A LOVE LETTER AT A TIME OF LOSS a Poem by Elizabeth I. Riseden

I use for this only the finest
vellum,embossed
with daisies.

In dreams my grandparents’ slowly-turning
shades visit. Dust-mounded. Their restless
churning forces awareness.

Martha and John weep.
If we knew
your United States would make
tyranny, we would have saved
our walk from Russia,
starved bellies, blistered feet.

Grandpa Dolph says, How can you ignore freedom?
I lost an eye in the mines
to give your parents and you liberty.
The mines gave me white lung.
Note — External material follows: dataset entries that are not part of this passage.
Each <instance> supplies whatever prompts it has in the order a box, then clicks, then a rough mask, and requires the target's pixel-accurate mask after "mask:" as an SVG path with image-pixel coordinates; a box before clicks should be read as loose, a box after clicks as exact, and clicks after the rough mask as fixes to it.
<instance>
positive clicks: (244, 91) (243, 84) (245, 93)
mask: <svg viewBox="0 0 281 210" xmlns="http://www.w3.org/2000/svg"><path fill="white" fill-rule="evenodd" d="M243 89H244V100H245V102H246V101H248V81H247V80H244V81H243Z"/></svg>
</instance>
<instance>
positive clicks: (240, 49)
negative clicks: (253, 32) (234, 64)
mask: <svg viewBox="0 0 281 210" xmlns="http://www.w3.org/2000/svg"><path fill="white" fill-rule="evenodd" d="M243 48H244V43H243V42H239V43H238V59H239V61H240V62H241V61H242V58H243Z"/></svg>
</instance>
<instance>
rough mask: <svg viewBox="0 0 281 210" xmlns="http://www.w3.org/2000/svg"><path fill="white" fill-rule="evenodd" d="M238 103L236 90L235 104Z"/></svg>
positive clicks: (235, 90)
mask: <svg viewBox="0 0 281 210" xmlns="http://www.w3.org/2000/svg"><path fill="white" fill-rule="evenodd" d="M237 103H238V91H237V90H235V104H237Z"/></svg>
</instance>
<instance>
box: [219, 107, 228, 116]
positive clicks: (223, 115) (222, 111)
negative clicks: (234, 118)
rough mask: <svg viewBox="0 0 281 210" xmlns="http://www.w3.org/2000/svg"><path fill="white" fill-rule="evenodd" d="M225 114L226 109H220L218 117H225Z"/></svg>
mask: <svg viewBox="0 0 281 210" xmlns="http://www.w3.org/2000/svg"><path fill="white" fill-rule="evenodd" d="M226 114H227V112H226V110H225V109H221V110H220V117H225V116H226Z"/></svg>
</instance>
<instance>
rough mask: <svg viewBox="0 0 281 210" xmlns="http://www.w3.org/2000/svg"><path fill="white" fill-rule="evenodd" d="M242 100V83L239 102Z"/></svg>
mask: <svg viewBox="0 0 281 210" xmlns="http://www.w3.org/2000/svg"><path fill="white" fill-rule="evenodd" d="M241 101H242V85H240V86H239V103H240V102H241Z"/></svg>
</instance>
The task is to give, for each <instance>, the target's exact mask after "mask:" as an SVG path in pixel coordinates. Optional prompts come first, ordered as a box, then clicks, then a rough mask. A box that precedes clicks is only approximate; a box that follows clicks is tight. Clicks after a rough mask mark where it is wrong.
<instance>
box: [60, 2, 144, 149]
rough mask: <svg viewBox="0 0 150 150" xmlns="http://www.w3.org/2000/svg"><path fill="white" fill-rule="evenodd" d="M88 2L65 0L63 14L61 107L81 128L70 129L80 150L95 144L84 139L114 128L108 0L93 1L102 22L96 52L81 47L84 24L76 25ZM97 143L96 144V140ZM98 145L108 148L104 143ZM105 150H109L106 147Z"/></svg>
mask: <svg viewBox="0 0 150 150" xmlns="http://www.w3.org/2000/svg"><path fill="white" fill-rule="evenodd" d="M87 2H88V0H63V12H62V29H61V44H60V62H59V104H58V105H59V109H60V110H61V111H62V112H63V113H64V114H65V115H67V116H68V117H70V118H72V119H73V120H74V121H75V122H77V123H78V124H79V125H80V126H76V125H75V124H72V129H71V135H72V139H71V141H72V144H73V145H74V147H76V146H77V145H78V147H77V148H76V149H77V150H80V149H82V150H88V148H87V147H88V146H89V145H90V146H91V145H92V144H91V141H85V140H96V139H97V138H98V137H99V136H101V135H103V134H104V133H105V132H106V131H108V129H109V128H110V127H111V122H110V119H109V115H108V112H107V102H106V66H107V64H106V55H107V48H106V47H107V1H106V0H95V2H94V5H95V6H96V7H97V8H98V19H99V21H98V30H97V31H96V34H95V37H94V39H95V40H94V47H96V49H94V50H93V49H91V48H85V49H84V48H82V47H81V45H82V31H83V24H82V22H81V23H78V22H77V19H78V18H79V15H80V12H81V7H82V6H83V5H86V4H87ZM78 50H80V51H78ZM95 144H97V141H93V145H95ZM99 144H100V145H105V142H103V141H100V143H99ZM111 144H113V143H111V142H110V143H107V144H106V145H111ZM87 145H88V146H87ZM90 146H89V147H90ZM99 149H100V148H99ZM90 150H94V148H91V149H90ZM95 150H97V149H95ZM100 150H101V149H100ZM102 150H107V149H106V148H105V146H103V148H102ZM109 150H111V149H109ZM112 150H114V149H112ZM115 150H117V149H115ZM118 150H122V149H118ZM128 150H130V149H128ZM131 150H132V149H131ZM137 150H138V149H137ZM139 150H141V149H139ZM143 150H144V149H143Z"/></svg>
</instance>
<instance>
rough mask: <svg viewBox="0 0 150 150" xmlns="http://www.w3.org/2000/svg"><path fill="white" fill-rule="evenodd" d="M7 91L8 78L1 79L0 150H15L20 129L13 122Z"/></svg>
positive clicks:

I died
too young.

Grandma Elizabeth sounds grave, With him
I worked so hard.
Saw five children through school.

My father in the old country
said, ‘ no education.’
I ran my legs to earn steerage.
Why don’t you stand?
Now
you let bullies
scare you, believe their lies.

Why you give up so easy?
They moan in chorus.
Soon National ID, spies shove tracking
chips in every body. Torture is OK
if America does it,
Kill Katrina people.
No food, no water. No help. Hell.

What? You give no resistance?
Stay so quiet
as bosses send good jobs to India, China?
Lie to yourself it’s
just like droning pictures on your TV.
Why are you so timid, so weak?

Stay paralyzed by Osama,
when your home-based
enemies rape you?
Chew cud like contented Wal-Mart cows
when homeless mill in pale crowds, and
more rot in jail hee than anywhere.

Not fight to save freedom?
Shame?

The clock chimes.

I startle awake. Slurp coffee.
Dip my pen in ghosts’ blood.
Scream on fine paper.

...Elizabeth I. Riseden lives and writes happily in Carson City, Nevada, with many wild things surrounding her and a panorama of the Sierra Nevadas to savor daily. One of the fine Ash Canyon poets, Liz has recently completed an eastern Nevada-centered memoir. Once again Elizabeth's poetry graces this journal.